Despite what you may have read in the business pages, Microsoft is not reserving all its development resources to battle Google in the search-engine wars. At its Tech Ed 2005 convention in June, the software giant announced development plans of an entirely different sort: the creation of systems that will make RFID technology cheaper and easier to use.
At the conference, the company revealed that it was developing a scalable RFID technology infrastructure that would let customers and partners connect line-of-business applications with RFID sensors and devices using familiar Windows technology. "The intent is to reduce the complexity and cost of integrating and managing RFID data in a company," Paul Flessner, Microsoft's senior vice president of server applications, told attendees.
Microsoft's announcement has met with enthusiasm among many in the industry. "Although RFID is experiencing rapid growth, it is hindered by myriad complex and disparate software solutions," says Dr. Bill Hardgrave, executive director of the University of Arkansas' recently opened RFID Research Center, which counts Microsoft as one of its founding partners. "Microsoft has a solid history of taking difficult situations and creating simple software solutions that are easy to deploy and use."

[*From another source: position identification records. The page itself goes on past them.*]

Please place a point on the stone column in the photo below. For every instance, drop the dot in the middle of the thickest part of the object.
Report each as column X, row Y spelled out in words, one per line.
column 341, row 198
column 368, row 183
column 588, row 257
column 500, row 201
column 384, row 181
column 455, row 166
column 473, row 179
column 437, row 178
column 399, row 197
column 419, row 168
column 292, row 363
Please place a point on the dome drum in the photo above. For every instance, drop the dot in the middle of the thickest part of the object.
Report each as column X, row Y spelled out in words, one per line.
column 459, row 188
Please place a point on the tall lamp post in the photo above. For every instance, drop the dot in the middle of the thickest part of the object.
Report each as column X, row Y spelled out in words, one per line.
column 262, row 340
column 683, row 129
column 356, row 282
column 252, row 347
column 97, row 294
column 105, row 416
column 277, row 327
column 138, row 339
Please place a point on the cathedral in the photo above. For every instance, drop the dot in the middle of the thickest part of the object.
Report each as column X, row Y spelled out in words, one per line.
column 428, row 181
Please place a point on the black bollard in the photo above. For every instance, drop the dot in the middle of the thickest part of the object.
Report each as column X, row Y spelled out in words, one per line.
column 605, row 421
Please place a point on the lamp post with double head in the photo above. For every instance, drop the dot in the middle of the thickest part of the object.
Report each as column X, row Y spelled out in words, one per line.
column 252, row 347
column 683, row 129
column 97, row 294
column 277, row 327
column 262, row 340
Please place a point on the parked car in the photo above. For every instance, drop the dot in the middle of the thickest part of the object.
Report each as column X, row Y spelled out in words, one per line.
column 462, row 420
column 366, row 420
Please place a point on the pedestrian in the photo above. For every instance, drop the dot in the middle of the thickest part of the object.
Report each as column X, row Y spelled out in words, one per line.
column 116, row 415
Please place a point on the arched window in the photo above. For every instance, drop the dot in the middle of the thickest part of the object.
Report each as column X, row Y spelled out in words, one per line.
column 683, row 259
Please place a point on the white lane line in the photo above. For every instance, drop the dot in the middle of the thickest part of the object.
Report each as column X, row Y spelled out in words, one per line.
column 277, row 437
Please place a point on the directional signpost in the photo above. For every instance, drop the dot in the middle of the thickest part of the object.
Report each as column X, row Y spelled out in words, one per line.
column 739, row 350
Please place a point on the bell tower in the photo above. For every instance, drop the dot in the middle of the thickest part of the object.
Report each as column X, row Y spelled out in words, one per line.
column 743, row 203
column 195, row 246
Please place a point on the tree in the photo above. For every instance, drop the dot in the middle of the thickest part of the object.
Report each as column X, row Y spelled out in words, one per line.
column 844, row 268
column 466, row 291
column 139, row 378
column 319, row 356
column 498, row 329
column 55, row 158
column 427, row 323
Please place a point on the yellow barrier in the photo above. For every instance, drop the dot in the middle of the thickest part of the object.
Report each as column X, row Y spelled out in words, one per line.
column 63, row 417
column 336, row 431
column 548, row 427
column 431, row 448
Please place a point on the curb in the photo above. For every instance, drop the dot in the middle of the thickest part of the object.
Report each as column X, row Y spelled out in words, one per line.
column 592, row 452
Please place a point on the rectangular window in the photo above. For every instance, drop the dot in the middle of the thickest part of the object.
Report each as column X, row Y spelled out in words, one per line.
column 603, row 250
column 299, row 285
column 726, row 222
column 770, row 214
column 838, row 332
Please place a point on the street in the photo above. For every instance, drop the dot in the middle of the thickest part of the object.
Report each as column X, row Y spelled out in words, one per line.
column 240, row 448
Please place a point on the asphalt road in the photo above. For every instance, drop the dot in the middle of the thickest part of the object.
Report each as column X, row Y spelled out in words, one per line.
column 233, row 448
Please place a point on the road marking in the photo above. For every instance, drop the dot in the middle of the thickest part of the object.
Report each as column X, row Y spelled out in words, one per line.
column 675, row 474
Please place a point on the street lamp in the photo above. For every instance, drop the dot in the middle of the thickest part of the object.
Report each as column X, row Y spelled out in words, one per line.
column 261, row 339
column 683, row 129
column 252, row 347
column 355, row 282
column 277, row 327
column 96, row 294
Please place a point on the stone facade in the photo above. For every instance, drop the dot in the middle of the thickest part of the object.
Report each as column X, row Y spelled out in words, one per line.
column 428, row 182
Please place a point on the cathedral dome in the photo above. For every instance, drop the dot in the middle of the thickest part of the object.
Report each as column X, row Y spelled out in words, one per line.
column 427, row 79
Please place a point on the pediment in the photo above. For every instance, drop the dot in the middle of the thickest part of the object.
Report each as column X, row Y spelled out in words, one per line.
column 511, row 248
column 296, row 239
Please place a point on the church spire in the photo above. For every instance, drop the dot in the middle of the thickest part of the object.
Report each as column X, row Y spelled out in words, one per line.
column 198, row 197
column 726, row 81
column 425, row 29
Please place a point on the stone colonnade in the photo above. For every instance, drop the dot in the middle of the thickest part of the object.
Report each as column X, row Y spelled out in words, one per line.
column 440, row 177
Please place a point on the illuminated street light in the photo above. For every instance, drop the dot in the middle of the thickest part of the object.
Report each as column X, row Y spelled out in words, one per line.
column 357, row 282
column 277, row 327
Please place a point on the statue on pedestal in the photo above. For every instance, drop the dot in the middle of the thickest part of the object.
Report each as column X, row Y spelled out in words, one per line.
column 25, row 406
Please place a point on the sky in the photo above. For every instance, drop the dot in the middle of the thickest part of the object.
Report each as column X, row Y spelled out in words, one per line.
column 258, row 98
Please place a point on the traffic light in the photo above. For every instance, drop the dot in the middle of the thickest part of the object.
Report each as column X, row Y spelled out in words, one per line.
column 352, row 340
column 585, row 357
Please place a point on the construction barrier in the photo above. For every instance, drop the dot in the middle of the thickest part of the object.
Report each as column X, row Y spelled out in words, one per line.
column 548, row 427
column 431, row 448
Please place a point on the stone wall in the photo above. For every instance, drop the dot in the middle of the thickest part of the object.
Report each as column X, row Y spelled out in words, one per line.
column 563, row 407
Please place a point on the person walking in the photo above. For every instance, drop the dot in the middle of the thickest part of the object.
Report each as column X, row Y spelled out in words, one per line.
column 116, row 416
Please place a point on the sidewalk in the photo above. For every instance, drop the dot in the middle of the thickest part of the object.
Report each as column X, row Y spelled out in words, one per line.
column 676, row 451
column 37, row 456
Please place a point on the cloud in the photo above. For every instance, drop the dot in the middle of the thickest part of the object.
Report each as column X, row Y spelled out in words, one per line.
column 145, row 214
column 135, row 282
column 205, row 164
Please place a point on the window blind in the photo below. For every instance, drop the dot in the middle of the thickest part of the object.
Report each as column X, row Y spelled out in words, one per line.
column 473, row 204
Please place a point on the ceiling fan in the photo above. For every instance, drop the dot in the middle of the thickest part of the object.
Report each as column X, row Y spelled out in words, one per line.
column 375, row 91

"This is really an endorsement of RFID technology," says Alan Melling, senior director of EPC Solutions at Symbol Technologies and an attendee at Tech Ed. "With Microsoft coming out and investing in RFID and saying that this is a core technology [for] many of the people who rely on the Microsoft infrastructure, it's yet another signpost that RFID is continuing to gain traction and will be broadly disseminated in the coming months and years."